RIBELLE – THE BRAVE di Mark Andrews e Brenda Chapman (2012)

brave-poster-2Come  ogni anno dal 2006 in avanti, torna puntuale la Pixar con il suo tradzionale lungometraggio, ma stavolta lo zampino di mamma Disney si fa sentire più prepotentemente del solito.

Dopo l’infiacchimento di Cars 2, titolo dello scorso anno dallo scarso appeal, si aspettavano al varco i geniacci dell’animazione digitale californiana, sperando che tornassero a brillare come ai tempi (in verità piuttosto recenti) del piccolo capolavoro Up (2009), recuperando la loro caratteristica poesia dolceamara venata di umorismo e brillanti citazioni che incanta grandi e piccini. Per questa volta invece Pixar ha preferito rifugiarsi nel porto sicuro della tradizione proponendo una storia che più classica non si può (anzi, forse un po’ vecchiotta), diretta esplicitamente a un pubblico di juniores, per quanto nel complesso funzionante e, ça va sans dire, di pregevole fattura.

 

 

 

Merida (la cui chioma riccia fiammante è una delle delizie del film e fu la croce del team di animatori che l’hanno realizzata nei minimi dettagli) è la vivace figlia del re di Scozia: le sue passioni sono il tiro con l’arco e correre a cavallo per le lande selvagge e spettacolari della sua terra. La madre la vorrebbe invece raffinata e un po’ingessata principessa modello, in attesa sospirante di un blasonato pretendente: ribelle per natura, Merida cercherà in tutti i modi di opporsi alla routine di corte e ai matrimoni combinati, anche a costo di usare la magia…I contenziosi tra le due, realistici più che mai sono uno dei punti di forza del film, insieme alla grandiosità dei paesaggi scozzesi, ricostruiti in maniera davvero mozzafiato. L’atmosfera celtica è decisamente suggestiva e anche le musiche folk fanno la loro parte (eccezion fatta per i brani tradotti mielosamente in italiano e affidati alla voce dell’ex star di X-Factor, Noemi).

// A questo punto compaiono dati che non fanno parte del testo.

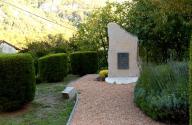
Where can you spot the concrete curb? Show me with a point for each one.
(74, 109)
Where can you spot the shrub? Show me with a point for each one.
(53, 67)
(103, 74)
(17, 81)
(84, 62)
(162, 92)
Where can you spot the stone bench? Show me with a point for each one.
(69, 93)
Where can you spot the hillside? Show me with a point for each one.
(18, 26)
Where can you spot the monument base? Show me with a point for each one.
(121, 80)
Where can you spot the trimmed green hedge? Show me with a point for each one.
(17, 81)
(162, 92)
(53, 67)
(84, 62)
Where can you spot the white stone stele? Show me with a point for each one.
(121, 80)
(121, 41)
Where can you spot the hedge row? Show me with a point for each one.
(162, 92)
(84, 62)
(53, 67)
(17, 81)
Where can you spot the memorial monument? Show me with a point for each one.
(122, 56)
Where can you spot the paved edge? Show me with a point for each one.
(74, 109)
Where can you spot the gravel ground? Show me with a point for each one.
(104, 104)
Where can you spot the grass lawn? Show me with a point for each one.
(48, 107)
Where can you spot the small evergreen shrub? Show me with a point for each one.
(103, 74)
(17, 81)
(162, 92)
(53, 67)
(84, 62)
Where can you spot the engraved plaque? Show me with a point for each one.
(123, 60)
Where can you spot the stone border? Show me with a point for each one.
(74, 109)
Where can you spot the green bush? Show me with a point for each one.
(84, 62)
(103, 74)
(53, 67)
(162, 92)
(17, 81)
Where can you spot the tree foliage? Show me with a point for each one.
(162, 27)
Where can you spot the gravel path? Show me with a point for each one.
(104, 104)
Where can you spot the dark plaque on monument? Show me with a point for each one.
(123, 60)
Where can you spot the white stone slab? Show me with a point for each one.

Tuttavia la vicenda però è poco originale, sa di già visto in casa Disney e mancano quei guizzi di genialità che solitamente rendono le pellicole Pixar un prodotto rivolto a un pubblico eterogeneo. Resta un film gradevole, da vedere (tralasciando la versione 3D dal valore puramente riempitivo) se non altro per ammirare la perizia visiva che, per il momento, continua a mantenere sul podio degli studi di animazione la casa californiana. I fans si divertiranno comunque moltissimo a riconoscere le autocitazioni e le strizzate d’occhio al pubblico dei fedelissimi sparse nel film.

Una curiosità: il tradizionale corto iniziale, il delicato La luna, è diretto da un italiano, Enrico Casarosa, ed è stato candidato alla scorsa edizione degli Academy Award come miglior cortometraggio di animazione.